Correlation Between JLEN Environmental and Liontrust Asset
Can any of the company-specific risk be diversified away by investing in both JLEN Environmental and Liontrust Asset at the same time? Although using a correlation coefficient on its own may not help to predict future stock returns, this module helps to understand the diversifiable risk of combining JLEN Environmental and Liontrust Asset into the same portfolio, which is an essential part of the fundamental portfolio management process.
By analyzing existing cross correlation between JLEN Environmental Assets and Liontrust Asset Management, you can compare the effects of market volatilities on JLEN Environmental and Liontrust Asset and check how they will diversify away market risk if combined in the same portfolio for a given time horizon. You can also utilize pair trading strategies of matching a long position in JLEN Environmental with a short position of Liontrust Asset. Check out your portfolio center. Please also check ongoing floating volatility patterns of JLEN Environmental and Liontrust Asset.
Diversification Opportunities for JLEN Environmental and Liontrust Asset
0.08 | Correlation Coefficient |
Significant diversification
The 3 months correlation between JLEN and Liontrust is 0.08. Overlapping area represents the amount of risk that can be diversified away by holding JLEN Environmental Assets and Liontrust Asset Management in the same portfolio, assuming nothing else is changed. The correlation between historical prices or returns on Liontrust Asset Mana and JLEN Environmental is a relative statistical measure of the degree to which these equity instruments tend to move together. The correlation coefficient measures the extent to which returns on JLEN Environmental Assets are associated (or correlated) with Liontrust Asset. Values of the correlation coefficient range from -1 to +1, where. The correlation of zero (0) is possible when the price movement of Liontrust Asset Mana has no effect on the direction of JLEN Environmental i.e., JLEN Environmental and Liontrust Asset go up and down completely randomly.
Pair Corralation between JLEN Environmental and Liontrust Asset
Assuming the 90 days trading horizon JLEN Environmental Assets is expected to generate 0.89 times more return on investment than Liontrust Asset. However, JLEN Environmental Assets is 1.12 times less risky than Liontrust Asset. It trades about -0.01 of its potential returns per unit of risk. Liontrust Asset Management is currently generating about -0.29 per unit of risk. If you would invest 7,600 in JLEN Environmental Assets on October 11, 2024 and sell it today you would lose (40.00) from holding JLEN Environmental Assets or give up 0.53% of portfolio value over 90 days.
Time Period | 3 Months [change] |
Direction | Moves Together |
Strength | Insignificant |
Accuracy | 95.0% |
Values | Daily Returns |
JLEN Environmental Assets vs.
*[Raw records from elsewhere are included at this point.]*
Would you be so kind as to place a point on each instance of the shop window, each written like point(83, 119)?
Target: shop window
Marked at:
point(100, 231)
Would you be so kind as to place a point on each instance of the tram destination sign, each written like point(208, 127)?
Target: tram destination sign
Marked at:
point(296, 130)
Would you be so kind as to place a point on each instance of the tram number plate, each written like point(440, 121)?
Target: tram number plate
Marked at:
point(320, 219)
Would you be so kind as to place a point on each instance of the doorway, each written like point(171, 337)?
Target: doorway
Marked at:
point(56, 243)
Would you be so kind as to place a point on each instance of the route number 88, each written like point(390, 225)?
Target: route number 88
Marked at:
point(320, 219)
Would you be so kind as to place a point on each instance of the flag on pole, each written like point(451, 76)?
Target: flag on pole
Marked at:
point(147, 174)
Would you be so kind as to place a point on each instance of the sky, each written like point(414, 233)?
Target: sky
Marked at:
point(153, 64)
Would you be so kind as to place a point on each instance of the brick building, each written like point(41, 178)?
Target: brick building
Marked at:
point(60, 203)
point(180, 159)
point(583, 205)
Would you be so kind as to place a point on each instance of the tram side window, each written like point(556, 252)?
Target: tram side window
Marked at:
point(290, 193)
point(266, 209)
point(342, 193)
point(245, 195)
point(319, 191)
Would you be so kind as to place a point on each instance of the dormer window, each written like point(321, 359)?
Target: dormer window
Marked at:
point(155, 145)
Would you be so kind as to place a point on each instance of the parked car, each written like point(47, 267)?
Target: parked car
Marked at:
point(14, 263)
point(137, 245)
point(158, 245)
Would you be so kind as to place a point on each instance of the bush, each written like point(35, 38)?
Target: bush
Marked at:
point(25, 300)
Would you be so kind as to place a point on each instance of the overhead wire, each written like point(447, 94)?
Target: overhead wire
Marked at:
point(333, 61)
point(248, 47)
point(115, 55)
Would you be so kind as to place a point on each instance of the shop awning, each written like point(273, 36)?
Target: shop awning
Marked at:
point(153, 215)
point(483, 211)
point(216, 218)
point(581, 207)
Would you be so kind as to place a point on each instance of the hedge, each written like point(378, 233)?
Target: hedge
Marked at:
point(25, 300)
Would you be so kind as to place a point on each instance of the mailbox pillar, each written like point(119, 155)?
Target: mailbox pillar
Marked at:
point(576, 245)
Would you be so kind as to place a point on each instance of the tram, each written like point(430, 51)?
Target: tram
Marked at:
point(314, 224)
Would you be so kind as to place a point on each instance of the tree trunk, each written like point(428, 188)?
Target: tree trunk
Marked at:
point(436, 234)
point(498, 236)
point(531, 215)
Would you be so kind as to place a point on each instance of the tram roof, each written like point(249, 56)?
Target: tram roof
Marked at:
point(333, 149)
Liontrust Asset Management
Performance |
Timeline |
JLEN Environmental Assets |
Liontrust Asset Mana |
JLEN Environmental and Liontrust Asset Volatility Contrast
Predicted Return Density |
Returns |
Pair Trading with JLEN Environmental and Liontrust Asset
The main advantage of trading using opposite JLEN Environmental and Liontrust Asset positions is that it hedges away some unsystematic risk. Because of two separate transactions, even if JLEN Environmental position performs unexpectedly, Liontrust Asset can make up some of the losses. Pair trading also minimizes risk from directional movements in the market. For example, if an entire industry or sector drops because of unexpected headlines, the short position in Liontrust Asset will offset losses from the drop in Liontrust Asset's long position.JLEN Environmental vs. Amedeo Air Four | JLEN Environmental vs. JB Hunt Transport | JLEN Environmental vs. Porvair plc | JLEN Environmental vs. Scandic Hotels Group |
Liontrust Asset vs. Catalyst Media Group | Liontrust Asset vs. Ubisoft Entertainment | Liontrust Asset vs. Hollywood Bowl Group | Liontrust Asset vs. XLMedia PLC |
Check out your portfolio center.Note that this page's information should be used as a complementary analysis to find the right mix of equity instruments to add to your existing portfolios or create a brand new portfolio. You can also try the Investing Opportunities module to build portfolios using our predefined set of ideas and optimize them against your investing preferences.